Tous les 0.9 TCe ne se valent pas. L’évolution du moteur au fil des années permet d’identifier clairement les millésimes recommandables pour un achat d’occasion serein.

2012-2016 : les années de mise au point

Les premières versions du moteur, notamment celles produites entre 2012 et 2016, concentrent l’essentiel des dysfonctionnements. Cette période correspond aux défauts de jeunesse, particulièrement au niveau de la gestion électronique et du système de refroidissement.

Les modèles 2013-2014 présentent la version la moins aboutie avec des problèmes récurrents d’à-coups à froid et de fiabilité du boîtier d’eau. Les versions 2015-2016 bénéficient de quelques améliorations, mais demeurent moins fiables que les millésimes ultérieurs.

Cela ne veut pas dire qu’il faut systématiquement fuir ces années, mais simplement redoubler de vigilance lors de l’inspection avant achat.

2017 et après : la maturité enfin atteinte

Dès 2017, Renault apporte des modifications substantielles qui améliorent significativement la fiabilité du moteur. Les ingénieurs ont travaillé sur plusieurs aspects :

  • Optimisation de la gestion électronique pour réduire les à-coups
  • Amélioration du système de refroidissement et des joints
  • Recalibrage de l’injection pour une meilleure régularité
  • Renforcement de certains composants périphériques

Les versions produites de 2018 à 2020 incarnent l’évolution la plus aboutie de ce moteur. L’écart tarifaire d’occasion entre un millésime 2014 et un 2018 se situe généralement entre 1000 et 2000 euros, un surcoût qui se rentabilise rapidement par les réparations évitées et la tranquillité d’esprit.

Quelle durée de vie réelle peut-on attendre du 0.9 TCe ?

Vidéo de Fiabilité du moteur 0.9 TCE chez Renault

Voilà une question cruciale si vous envisagez l’achat d’un véhicule équipé de ce moteur. Et j’ai de bonnes nouvelles à vous annoncer !

Grâce à son injection indirecte qui évite l’encrassement des soupapes (la fameuse calamine), ce moteur vieillit plutôt bien. Il n’est vraiment pas rare de croiser des Dacia Logan ou Sandero équipées du 0.9 TCe qui affichent allègrement plus de 200 000 kilomètres au compteur, voire 250 000 kilomètres sans intervention majeure sur le bloc moteur.

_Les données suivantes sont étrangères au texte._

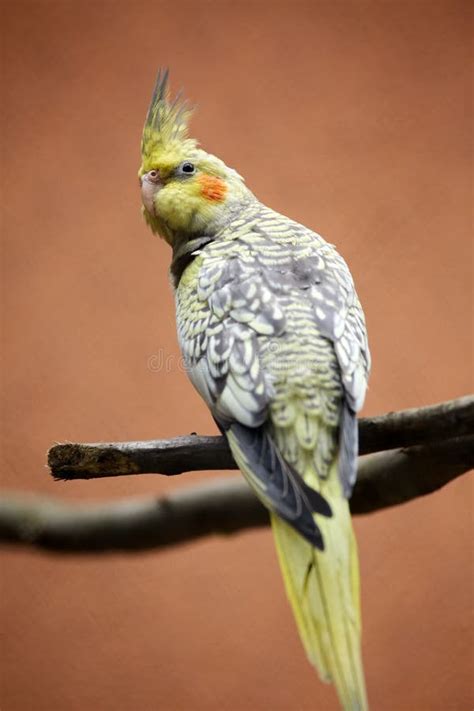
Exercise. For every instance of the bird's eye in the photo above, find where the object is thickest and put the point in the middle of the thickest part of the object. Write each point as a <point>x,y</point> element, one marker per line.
<point>187,168</point>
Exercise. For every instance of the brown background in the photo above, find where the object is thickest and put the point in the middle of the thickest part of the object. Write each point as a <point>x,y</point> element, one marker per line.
<point>351,117</point>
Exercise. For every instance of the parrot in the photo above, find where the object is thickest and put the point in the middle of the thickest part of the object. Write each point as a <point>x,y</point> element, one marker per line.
<point>273,338</point>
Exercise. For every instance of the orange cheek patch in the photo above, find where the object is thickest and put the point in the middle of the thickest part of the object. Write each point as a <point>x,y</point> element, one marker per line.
<point>212,188</point>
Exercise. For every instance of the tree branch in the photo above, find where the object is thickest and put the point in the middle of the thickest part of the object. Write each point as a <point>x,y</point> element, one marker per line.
<point>428,447</point>
<point>221,506</point>
<point>453,418</point>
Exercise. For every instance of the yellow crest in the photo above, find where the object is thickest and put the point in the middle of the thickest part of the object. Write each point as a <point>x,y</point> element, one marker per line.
<point>166,125</point>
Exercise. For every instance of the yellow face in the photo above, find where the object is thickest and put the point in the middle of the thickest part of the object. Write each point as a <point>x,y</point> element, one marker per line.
<point>182,190</point>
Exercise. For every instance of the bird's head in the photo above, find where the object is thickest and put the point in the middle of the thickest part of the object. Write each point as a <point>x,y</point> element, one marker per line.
<point>185,191</point>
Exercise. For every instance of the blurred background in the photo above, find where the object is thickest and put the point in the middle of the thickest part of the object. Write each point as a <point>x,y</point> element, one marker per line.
<point>352,117</point>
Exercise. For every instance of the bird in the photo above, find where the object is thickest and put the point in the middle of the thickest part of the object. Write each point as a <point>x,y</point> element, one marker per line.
<point>274,339</point>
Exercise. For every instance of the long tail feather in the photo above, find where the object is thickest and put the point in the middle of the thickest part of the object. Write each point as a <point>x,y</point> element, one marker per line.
<point>323,589</point>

La chaîne de distribution tient généralement très bien le coup, contrairement à certains moteurs concurrents qui nécessitent son remplacement à grands frais. C’est un avantage économique non négligeable sur le long terme.

Les seuils kilométriques à surveiller

La dégradation du 0.9 TCe suit une courbe assez prévisible :

  • Jusqu’à 60 000 km : Période de tranquillité relative où seuls les défauts de conception (à-coups) se manifestent
  • Entre 60 000 et 100 000 km : Seuil critique où apparaissent les fuites de refroidissement et les premiers soucis de turbo
  • Au-delà de 100 000 km : Vigilance accrue nécessaire, mais le moteur peut encore offrir de belles satisfactions avec un entretien rigoureux
  • Après 150 000 km : Les interventions deviennent plus fréquentes mais concernent surtout les périphériques plutôt que le bloc moteur lui-même

Le fait marquant, c’est que contrairement au 1.2 TCe qui peut exploser à 80 000 km, le 0.9 TCe traverse généralement ces caps sans drame majeur.

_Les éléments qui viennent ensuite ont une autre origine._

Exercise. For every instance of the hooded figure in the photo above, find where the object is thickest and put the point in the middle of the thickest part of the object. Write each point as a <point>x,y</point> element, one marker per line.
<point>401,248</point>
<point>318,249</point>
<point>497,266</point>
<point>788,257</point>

Le budget entretien et réparations : combien ça coûte vraiment ?

L’entretien du 0.9 TCe reste globalement accessible comparé à des motorisations plus complexes, mais certaines réparations spécifiques peuvent quand même impacter votre budget. Voici le détail pour que vous puissiez anticiper vos dépenses.

L’entretien courant

Une révision standard (vidange, filtres, vérifications) vous coûtera entre 120 et 180 euros selon votre région et le type d’établissement choisi (concession, garage indépendant, centre auto).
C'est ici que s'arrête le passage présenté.